Over 50 Icacos fishermen depend on fishing to earn a livelihood.
Last week, Ramkissoon Harricharan, 64, and Keith Schneider, 61, of Lovers Lane, Icacos were snatched at gunpoint around 7 am while they fished off Galfa Point in Icacos about half a mile from the shore.
A Trinidadian man whom police suspect organized the kidnapping of Schneider, is being sought by police.

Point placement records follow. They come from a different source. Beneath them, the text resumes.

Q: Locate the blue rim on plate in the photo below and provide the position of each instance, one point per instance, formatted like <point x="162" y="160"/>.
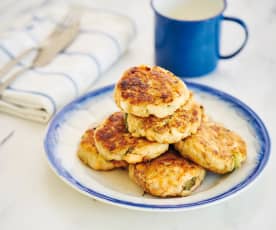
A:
<point x="253" y="118"/>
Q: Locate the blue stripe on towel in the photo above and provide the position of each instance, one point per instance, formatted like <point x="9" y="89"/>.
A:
<point x="37" y="93"/>
<point x="91" y="56"/>
<point x="89" y="31"/>
<point x="6" y="51"/>
<point x="67" y="76"/>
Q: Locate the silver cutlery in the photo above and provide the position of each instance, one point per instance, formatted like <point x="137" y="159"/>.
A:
<point x="61" y="37"/>
<point x="6" y="138"/>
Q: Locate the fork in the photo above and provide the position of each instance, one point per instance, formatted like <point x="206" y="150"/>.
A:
<point x="47" y="50"/>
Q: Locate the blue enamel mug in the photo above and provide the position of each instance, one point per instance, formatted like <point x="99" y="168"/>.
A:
<point x="187" y="35"/>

Venezuelan pirates who operate out of Patos Island, one of Venezuela's small uninhabited island, are believed to be connected to the kidnapping.
Initially, a US$10,000 ransom was demanded but while on the way to pay it, another batch of Venezuelans stole the cash and snatched the boat's engine.
Relatives of the two men had to pool money together to raise a US$15,000 ransom which was eventually paid.
A photograph of the two men with guns to their heads circulated on social media.
Patos Island is located in the northwestern Gulf of Paria and is said to be one of the hideouts for desperate Venezuelan pirates who kidnap and smuggle drugs and guns in exchange for basic necessities.
Since the kidnapping, fishermen say they are being ignored by the authorities.
The fishermen from Cedros, Granville and Icacos are planning to take protest action to highlight their concerns.
An official of the T&T Coast Guard said they had no reports of the near kidnap attempt at Icacos but will investigate and issue an official comment later.